Sand ist ein Sinnbild für Unbeständigkeit. Wer auf Sand gebaut hat, kann nicht auf Dauer hoffen. Wer aus Sand baut, noch weniger. Die Kunstwerke, die an verschiedenen Stellen der Stadt entstanden sind oder noch entstehen, gibt es nur für wenige Wochen. Für die spanische Künstlerin Montserrat Cuesta macht aber gerade das den Reiz ihrer Arbeit aus: „Das ist die Magie unserer Kunst, dass sie vergänglich ist“, sagt sie. Sogar metaphorisch kann man diese Magie verstehen: „Nichts ist für die Ewigkeit“, meint Montserrat Cuesta. Ihr Mann Sergi Ramirez ergänzt: „Für mich ist unsere Sandkunst wie eine Theateraufführung, irgendwann ist die Vorstellung vorbei.“

Aus Barcelona nach Heidenheim

Das Ehepaar, das in der Nähe von Barcelona lebt, ist mehrere Monate im Jahr unterwegs und erschafft Skulpturen aus gepresstem Sand. In Heidenheim haben die beiden zusammen auf dem kleinen Schlossplatz eine Sandskulptur erstellt, in der viele markante und schöne Heidenheimer Gebäude wie das Konzerthaus, die Stadtbibliothek, die Pauluskirche und das Kunstmuseum in einem Ensemble vereint sind. Darüber thront das Schloss, einmal aus Sand und einmal aus Stein. „Das ist ein ganz besonderer Platz hier“, schwärmt Sergi Ramirez von der Kulisse, die aus bunten alten Fachwerkhäusern und der Rückseite des Elmar-Doch-Hauses besteht.

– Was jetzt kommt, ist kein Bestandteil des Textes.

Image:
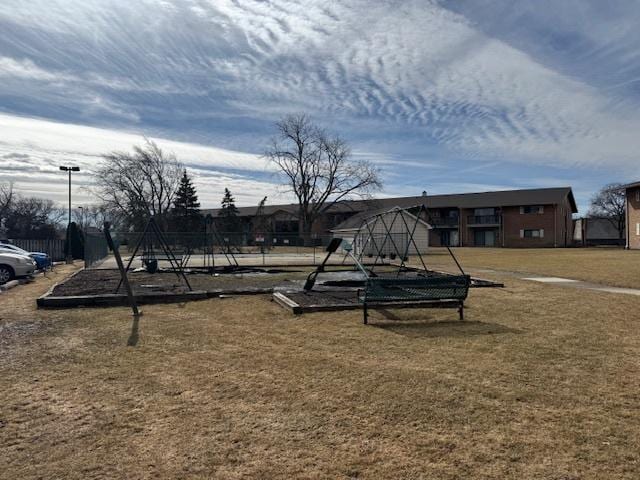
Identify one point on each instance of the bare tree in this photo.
(139, 184)
(317, 168)
(6, 199)
(609, 203)
(31, 217)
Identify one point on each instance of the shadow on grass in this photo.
(134, 337)
(433, 329)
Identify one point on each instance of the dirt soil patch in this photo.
(98, 282)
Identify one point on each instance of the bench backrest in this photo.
(417, 288)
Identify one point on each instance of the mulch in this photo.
(100, 282)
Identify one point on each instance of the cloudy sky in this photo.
(444, 96)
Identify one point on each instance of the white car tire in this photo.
(6, 274)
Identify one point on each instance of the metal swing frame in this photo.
(150, 231)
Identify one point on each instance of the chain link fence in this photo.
(95, 249)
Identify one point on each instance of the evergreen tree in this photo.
(186, 208)
(75, 235)
(229, 213)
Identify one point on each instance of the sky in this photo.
(443, 96)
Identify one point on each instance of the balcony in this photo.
(483, 220)
(444, 222)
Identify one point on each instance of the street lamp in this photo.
(69, 169)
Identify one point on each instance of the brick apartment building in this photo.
(513, 218)
(632, 192)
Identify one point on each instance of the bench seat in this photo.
(429, 291)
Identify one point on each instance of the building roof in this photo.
(355, 221)
(503, 198)
(631, 185)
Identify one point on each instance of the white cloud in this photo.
(31, 150)
(410, 75)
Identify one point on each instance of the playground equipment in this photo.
(393, 233)
(150, 240)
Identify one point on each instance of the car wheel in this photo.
(6, 274)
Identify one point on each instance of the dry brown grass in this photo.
(609, 266)
(539, 383)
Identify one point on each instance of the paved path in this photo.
(562, 282)
(568, 282)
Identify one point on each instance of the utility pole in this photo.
(69, 169)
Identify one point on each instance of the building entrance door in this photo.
(484, 238)
(449, 238)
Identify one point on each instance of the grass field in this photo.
(609, 266)
(538, 383)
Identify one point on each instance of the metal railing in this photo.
(483, 220)
(444, 221)
(53, 247)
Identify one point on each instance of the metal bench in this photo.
(437, 291)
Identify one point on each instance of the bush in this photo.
(77, 241)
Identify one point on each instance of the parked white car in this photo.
(14, 265)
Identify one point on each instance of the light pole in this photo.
(69, 169)
(81, 208)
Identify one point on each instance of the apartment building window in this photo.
(532, 209)
(481, 212)
(532, 233)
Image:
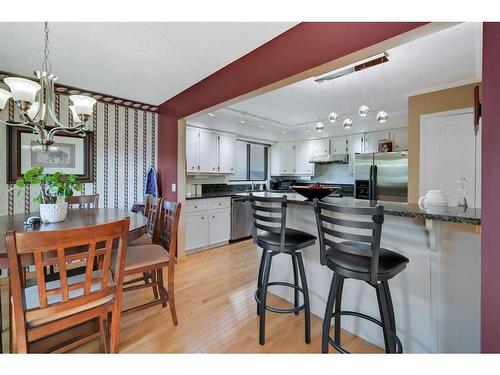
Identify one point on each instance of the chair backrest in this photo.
(94, 244)
(167, 227)
(83, 201)
(269, 214)
(333, 231)
(151, 211)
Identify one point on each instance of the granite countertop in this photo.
(447, 214)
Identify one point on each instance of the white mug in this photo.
(433, 198)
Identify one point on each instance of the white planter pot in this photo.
(54, 212)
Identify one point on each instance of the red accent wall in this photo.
(490, 200)
(303, 47)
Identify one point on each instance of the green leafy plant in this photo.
(52, 186)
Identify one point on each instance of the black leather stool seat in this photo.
(294, 239)
(389, 262)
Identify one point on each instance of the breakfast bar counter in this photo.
(436, 299)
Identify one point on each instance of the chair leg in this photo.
(171, 293)
(295, 282)
(261, 269)
(390, 308)
(103, 345)
(307, 309)
(114, 340)
(338, 304)
(384, 318)
(327, 319)
(263, 295)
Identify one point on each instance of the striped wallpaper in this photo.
(125, 145)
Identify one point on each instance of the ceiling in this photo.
(443, 59)
(145, 62)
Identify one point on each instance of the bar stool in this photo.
(270, 233)
(359, 257)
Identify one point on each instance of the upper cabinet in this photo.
(209, 152)
(400, 139)
(227, 153)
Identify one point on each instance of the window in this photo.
(251, 162)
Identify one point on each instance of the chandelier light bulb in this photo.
(332, 117)
(347, 123)
(382, 116)
(319, 126)
(363, 110)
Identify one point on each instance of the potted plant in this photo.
(54, 188)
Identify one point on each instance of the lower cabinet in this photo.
(207, 223)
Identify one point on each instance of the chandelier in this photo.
(36, 112)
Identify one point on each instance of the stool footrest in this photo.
(276, 309)
(399, 346)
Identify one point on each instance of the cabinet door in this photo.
(192, 150)
(218, 227)
(196, 226)
(227, 153)
(321, 147)
(287, 156)
(339, 145)
(303, 154)
(400, 139)
(209, 151)
(372, 140)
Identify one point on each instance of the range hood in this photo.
(330, 159)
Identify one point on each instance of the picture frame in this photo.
(69, 154)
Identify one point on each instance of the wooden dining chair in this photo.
(83, 201)
(49, 307)
(153, 258)
(151, 211)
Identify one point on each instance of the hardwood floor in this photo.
(216, 311)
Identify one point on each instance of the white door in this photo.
(192, 150)
(227, 153)
(196, 226)
(287, 158)
(339, 145)
(303, 154)
(321, 147)
(449, 151)
(400, 139)
(219, 226)
(372, 140)
(209, 160)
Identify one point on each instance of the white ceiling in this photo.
(439, 60)
(145, 62)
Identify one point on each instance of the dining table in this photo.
(76, 218)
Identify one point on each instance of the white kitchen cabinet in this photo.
(218, 226)
(192, 150)
(209, 151)
(287, 158)
(399, 139)
(339, 145)
(227, 153)
(196, 227)
(207, 223)
(372, 140)
(303, 154)
(321, 147)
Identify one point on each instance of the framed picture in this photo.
(69, 154)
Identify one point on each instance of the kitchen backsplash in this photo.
(333, 173)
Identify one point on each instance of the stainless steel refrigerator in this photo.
(381, 176)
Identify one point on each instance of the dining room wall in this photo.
(125, 145)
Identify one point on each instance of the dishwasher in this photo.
(241, 218)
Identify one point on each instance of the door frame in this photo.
(428, 116)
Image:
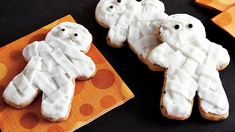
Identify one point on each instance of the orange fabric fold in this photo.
(92, 98)
(220, 5)
(226, 20)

Für mich ist unsere Sandkunst wie eine Theateraufführung, irgendwann ist die Vorstellung vorbei.

Sergi Ramirez, Sandkünstler

Das spanische Künstlerpaar gehört zur Truppe von Benno Lindel, der auch selbst am Bau der Sandkunstwerke beteiligt ist. Er organisiert die Auftritte der Sandkünstler in ganz Europa: „Ich habe einen Pool von ungefähr 30 Künstlerinnen und Künstlern und stelle je nach den individuellen Fähigkeiten Gruppen zusammen“, sagt er. Manche aus dem international gemischten Sandcity-Trupp sind tatsächlich studierte Künstler oder Bildhauer, andere haben sich ihre Fähigkeiten selbst angeeignet. So auch Benno Lindel selbst: „Ich bin eigentlich Bankkaufmann“, erzählt der Niedersachse. Beim Spanisch-Studium in Mexiko habe er zum ersten Mal Sandkünstler an der Küste gesehen. „Ich bin mit ihnen mitgetingelt und habe von ihnen gelernt“, berichtet er.

Wieder zurück in Deutschland, hat er bald seine erste öffentliche Sandskulptur gebaut: „Das war 1998, ich habe in Berlin das Brandenburger Tor aus Sand gefertigt“, erinnert er sich. In den darauffolgenden Jahren wurden es immer mehr Sand-Einsätze, bis er seinen ganzen Urlaub zum Sandskulpturen-Bauen brauchte. 2002 machte er sich selbstständig und vergrößerte dann stetig den Pool an Künstlern, die ihn bei den Projekten unterstützen.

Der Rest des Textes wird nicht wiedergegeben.